As discussed above, 10 patients had IL-12p70 production > 3 ng/mL/24 h. No trend towards improved survival could be identified for those patients (data not shown). Two patients received all intended target-dose priming and booster injections of αDC1, with a high percentage of EpCAM+ cell loading. The first patient had high-grade appendiceal cancer, with a PCI score of 21 and minimal residual gross disease after CRS. He received all four doses of vaccine and three doses of CKM, and had 25.7% EpCAM+ cells loaded at a ratio of 30:1, with IL-12p70 production of 2.3 ng/mL/24 h.
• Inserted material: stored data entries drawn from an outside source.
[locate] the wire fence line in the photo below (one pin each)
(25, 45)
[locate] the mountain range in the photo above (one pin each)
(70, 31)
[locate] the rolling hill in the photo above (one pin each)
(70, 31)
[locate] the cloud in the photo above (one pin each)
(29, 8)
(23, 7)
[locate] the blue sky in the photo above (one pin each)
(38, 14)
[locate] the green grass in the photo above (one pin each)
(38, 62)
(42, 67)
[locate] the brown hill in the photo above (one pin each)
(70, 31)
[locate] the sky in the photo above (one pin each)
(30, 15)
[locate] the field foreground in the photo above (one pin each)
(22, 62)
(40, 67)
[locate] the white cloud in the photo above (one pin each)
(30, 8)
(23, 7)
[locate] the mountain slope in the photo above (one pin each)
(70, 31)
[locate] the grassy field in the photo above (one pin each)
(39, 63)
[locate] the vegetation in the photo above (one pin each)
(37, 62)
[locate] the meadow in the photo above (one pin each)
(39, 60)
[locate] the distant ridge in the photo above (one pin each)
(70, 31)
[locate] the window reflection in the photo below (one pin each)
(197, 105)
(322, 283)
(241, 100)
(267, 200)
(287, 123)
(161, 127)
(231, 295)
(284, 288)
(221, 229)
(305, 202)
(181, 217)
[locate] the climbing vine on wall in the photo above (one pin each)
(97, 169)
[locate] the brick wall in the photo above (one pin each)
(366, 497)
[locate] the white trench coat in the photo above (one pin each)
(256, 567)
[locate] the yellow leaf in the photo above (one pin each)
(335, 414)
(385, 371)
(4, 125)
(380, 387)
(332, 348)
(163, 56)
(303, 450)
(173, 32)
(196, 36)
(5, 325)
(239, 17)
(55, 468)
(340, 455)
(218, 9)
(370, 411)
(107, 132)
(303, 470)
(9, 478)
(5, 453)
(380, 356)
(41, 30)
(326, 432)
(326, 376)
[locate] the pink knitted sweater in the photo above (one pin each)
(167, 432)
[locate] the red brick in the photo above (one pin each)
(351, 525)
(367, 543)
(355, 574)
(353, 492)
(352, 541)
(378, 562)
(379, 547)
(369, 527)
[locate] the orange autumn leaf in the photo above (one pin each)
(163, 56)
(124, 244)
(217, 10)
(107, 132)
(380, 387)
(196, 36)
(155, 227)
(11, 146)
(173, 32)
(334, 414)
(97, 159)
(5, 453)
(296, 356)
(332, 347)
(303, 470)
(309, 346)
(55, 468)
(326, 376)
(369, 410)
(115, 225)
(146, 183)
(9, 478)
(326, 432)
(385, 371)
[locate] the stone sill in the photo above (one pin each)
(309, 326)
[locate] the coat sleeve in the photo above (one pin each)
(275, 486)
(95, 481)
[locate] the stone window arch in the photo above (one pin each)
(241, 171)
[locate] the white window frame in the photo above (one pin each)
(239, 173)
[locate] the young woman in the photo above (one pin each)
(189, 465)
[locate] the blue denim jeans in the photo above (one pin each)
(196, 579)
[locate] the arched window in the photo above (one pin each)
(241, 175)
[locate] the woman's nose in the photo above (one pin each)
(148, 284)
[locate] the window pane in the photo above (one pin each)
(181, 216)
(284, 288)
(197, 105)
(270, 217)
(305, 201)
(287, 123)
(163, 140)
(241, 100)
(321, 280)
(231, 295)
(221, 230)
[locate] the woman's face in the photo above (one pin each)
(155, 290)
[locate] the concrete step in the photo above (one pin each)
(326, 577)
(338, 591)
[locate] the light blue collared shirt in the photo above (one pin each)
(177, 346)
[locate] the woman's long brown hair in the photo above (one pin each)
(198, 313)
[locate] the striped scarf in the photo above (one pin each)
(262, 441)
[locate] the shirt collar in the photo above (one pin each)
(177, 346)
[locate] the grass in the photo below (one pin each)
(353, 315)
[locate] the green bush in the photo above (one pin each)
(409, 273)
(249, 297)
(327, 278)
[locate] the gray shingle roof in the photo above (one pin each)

Unfortunately, the patient developed progressive disease 4.9 months after surgery and died of his disease 7.4 months after surgery. The second patient had poorly differentiated colon cancer, with a PCI score of 20 and no residual disease after CRS. He had 34.1% EpCAM+ cells and IL-12p70 production of 4 ng/mL/24 h. He developed a recurrence at 3.2 months and died 18 months after surgery.